Stick That Selfie!

Apparently, June 21st is ‘National Selfie Day.’ Naturally, I have a few things to say about selfies, so here goes …

I don’t want to go into a diatribe (like some people do) about the ridiculous number of selfies taken in our world, where too often the subjects (and objects, as it turns out)  are egocentric, narcissistic, attention seekers—from snot-nosed school kids, to ostentatious young adults, to arrogant old bastards—who insist on polluting social media sites and boring their past-friends with daily photos of themselves, often surrounded by other like-minded (or, mindless) acquaintances.

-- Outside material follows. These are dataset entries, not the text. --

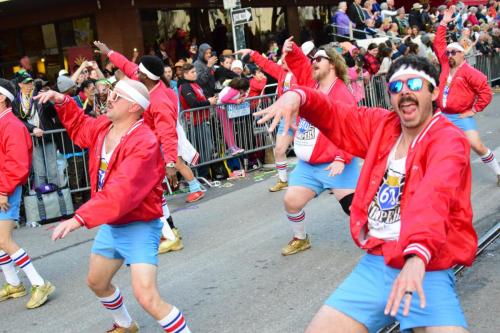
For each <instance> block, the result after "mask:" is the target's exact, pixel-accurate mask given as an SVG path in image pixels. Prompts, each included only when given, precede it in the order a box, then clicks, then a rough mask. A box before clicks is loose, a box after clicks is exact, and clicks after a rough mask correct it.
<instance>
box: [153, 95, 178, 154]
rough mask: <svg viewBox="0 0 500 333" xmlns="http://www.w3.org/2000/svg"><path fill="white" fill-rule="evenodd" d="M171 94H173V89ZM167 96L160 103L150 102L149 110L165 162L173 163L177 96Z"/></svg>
mask: <svg viewBox="0 0 500 333" xmlns="http://www.w3.org/2000/svg"><path fill="white" fill-rule="evenodd" d="M172 94H173V95H175V93H174V92H173V91H172ZM168 97H169V99H168V100H162V101H161V103H158V104H156V103H155V104H151V106H150V111H151V114H152V117H153V121H154V124H155V129H156V131H155V132H156V135H157V136H158V140H159V142H160V143H161V151H162V152H163V158H164V159H165V163H170V162H174V163H175V161H177V129H176V126H177V114H178V112H177V98H176V96H172V95H170V96H168Z"/></svg>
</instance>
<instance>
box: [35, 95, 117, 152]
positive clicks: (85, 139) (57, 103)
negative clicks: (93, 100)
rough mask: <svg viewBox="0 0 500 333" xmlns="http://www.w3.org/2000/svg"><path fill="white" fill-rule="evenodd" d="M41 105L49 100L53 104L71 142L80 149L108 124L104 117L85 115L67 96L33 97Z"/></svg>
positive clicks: (91, 141) (68, 96)
mask: <svg viewBox="0 0 500 333" xmlns="http://www.w3.org/2000/svg"><path fill="white" fill-rule="evenodd" d="M34 98H35V99H38V100H39V102H41V103H46V102H48V101H49V100H51V101H53V102H55V108H56V111H57V115H58V117H59V120H60V121H61V123H62V124H63V125H64V127H65V128H66V130H67V132H68V135H69V137H70V138H71V141H73V142H74V143H75V144H76V145H77V146H79V147H81V148H88V147H90V146H91V145H92V143H93V142H94V141H95V139H96V137H97V133H98V131H99V128H100V127H101V125H102V124H103V123H104V122H109V120H107V118H106V117H99V118H93V117H90V116H87V115H85V113H84V112H83V110H82V109H80V108H79V107H78V105H76V102H75V101H74V100H73V99H72V98H70V97H69V96H65V95H63V94H60V93H57V92H55V91H51V90H49V91H47V92H43V93H39V94H38V95H37V96H35V97H34Z"/></svg>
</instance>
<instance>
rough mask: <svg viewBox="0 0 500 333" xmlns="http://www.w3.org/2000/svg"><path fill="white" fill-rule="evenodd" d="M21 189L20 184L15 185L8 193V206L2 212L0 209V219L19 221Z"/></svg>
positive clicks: (20, 200)
mask: <svg viewBox="0 0 500 333" xmlns="http://www.w3.org/2000/svg"><path fill="white" fill-rule="evenodd" d="M22 194H23V189H22V187H21V186H18V187H16V189H15V190H14V193H12V194H11V195H9V198H8V201H9V205H10V208H9V210H8V211H6V212H3V211H1V210H0V221H19V208H20V207H21V195H22Z"/></svg>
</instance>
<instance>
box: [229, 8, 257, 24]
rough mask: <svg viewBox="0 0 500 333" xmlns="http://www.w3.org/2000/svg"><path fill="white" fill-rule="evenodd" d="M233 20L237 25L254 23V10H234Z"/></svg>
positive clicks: (233, 12)
mask: <svg viewBox="0 0 500 333" xmlns="http://www.w3.org/2000/svg"><path fill="white" fill-rule="evenodd" d="M231 18H232V20H233V24H235V25H240V24H245V23H248V22H252V9H251V8H239V9H233V10H232V11H231Z"/></svg>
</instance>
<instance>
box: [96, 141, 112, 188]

Some people have strong opinions, don’t they?

Practice Selfie Restraint

We all know people like their selfies, and most of them don’t abuse the practice. But then there are others … How about some restraint, people? By restraint, I refer to both the quantity of selfies and the number of ‘shares.’ I’m not saying that people should never take selfies, but watch that trigger finger, Wyatt! Also, please think before you share (see ‘Sharing Selfies’ below).

Sharing Selfies

My feeble mind has come up with two reasons why selfie-sharing goes wrong:

  1. Self: Let’s analyze the reason for taking a selfie. Most people would agree that a good photo has an interesting subject. So, with a selfie, that’s either you, or the background:
    • If you see an interesting background, take a frickin picture of it! Extract you!
    • If you think that you are the interesting subject, then why not get someone else to take a picture of charming, fascinating, alluring you? Arm’s length self-portraits are seldom flattering.
  2. Sharing: First of all, ask yourself a couple of questions. Are you really ‘sharing’ your mug with social media friends? Or are you imposing delightful, bewitching, irresistible you onto their news feeds on a daily basis? It’s one thing to keep your long-distance or seldom-seen friends up to date; it’s another to pollute social media sites with you:
    • at different angles
    • at different locations
    • in your bathing suit
    • with a hat on
    • waking up
    • drunk
    • happy
    • crying
    • . . . ad nauseum

Selfie Test

I’m not saying that there shouldn’t be any selfies taken (and shared), but there should be a test to see if your proposed selfie qualifies for public consumption. For instance, if you answer yes to any of the following questions regarding your selfie, then please resist posting it online:

  • Are you on the toilet? (put that cellphone down … I mean it)
  • Did you just get a new haircut and are looking for your friends’ blessing?
  • Has it been less than 3 days since your last selfie post?
  • Are you thinking of sharing your selfie via text, email, Instagram, Facebook and Twitter?
  • Is this a closeup of something nobody wants to see (nose hair, armpit, your abs, toenails, yechcetera)?
  • Are you making a ‘duck face‘ or some other stupid expression?
  • Are you using a selfie stick (for any reason whatsoever)?

… and the truly defining test:

  • Are you driving? (If so, STOP. Get out of the car. Walk to the nearest wall, lean forward, then knock your head on it, sternly, 3 times)

And after all that, if you pass this test, please, still resist posting your selfies.